[PATCH RFC] seccomp: Implement syscall isolation based on memory areas

Matthew Wilcox willy at infradead.org
Sun May 31 17:31:57 UTC 2020


On Sun, May 31, 2020 at 08:10:18PM +0300, Paul Gofman wrote:
> On 5/31/20 19:49, Matthew Wilcox wrote:
> > On Sun, May 31, 2020 at 03:39:33PM +0300, Paul Gofman wrote:
> >>> Paul (cc'ed) is the wine expert, but my understanding is that memory
> >>> allocation and initial program load of the emulated binary will go
> >>> through wine.  It does the allocation and mark the vma accordingly
> >>> before returning the allocated range to the windows application.
> >> Yes, exactly. Pretty much any memory allocation which Wine does needs
> >> syscalls (if those are ever encountered later during executing code from
> >> those areas) to be trapped by Wine and passed to Wine's implementation
> >> of the corresponding Windows API function. Linux native libraries
> >> loading and memory allocations performed by them go outside of Wine control.
> > I don't like Gabriel's approach very much.  Could we do something like
> > issue a syscall before executing a Windows region and then issue another
> > syscall when exiting?  If so, we could switch the syscall entry point (ie
> > change MSR_LSTAR).  I'm thinking something like a personality() syscall.
> > But maybe that would be too high an overhead.
>
> IIRC Gabriel had such idea that we discussed. We can potentially track
> the boundary between the Windows and native code exectution.
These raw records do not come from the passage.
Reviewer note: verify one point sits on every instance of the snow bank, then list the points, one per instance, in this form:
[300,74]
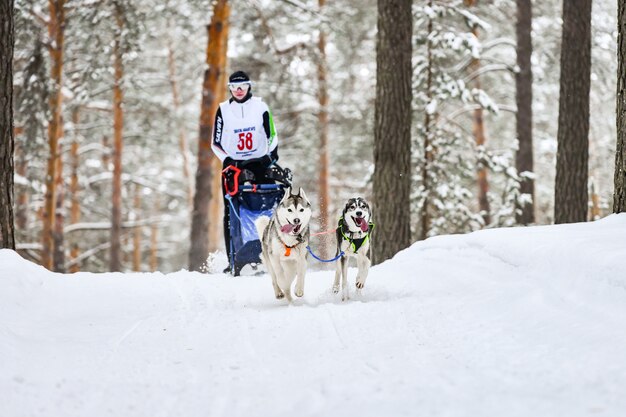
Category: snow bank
[505,322]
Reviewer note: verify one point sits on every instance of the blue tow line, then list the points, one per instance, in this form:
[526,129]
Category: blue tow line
[325,260]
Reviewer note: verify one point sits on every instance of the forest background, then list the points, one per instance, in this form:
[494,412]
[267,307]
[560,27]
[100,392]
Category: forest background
[314,63]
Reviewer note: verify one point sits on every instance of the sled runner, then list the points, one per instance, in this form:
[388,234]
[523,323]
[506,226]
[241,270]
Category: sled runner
[249,199]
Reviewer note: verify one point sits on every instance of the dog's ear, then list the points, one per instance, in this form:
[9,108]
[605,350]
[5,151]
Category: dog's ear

But issuing
> syscall every time we cross that boundary may have a prohibitive
> performance impact, that happens way too often. What we could do is to
> put the flag somewhere, but that flag has to be per thread. E. g., we
> could use Linux gs: based thread local storage, or fs: based address
> (that's what Windows using for thread local data and thus Wine maintains
> also). If Seccomp filters could access such a memory location (fetch a
> byte from there and put into the structure accessible by BPF_LD) we
> could use SECCOMP_MODE_FILTER, I think.

If it's the cost of the syscall that's the problem, there are ways
around that.  We'd still want a personality() call to indicate that
the syscall handler should look (somewhere) to determine the current
personality, but that could be issued at the start of execution rather
than when we switch between Windows & Linux code.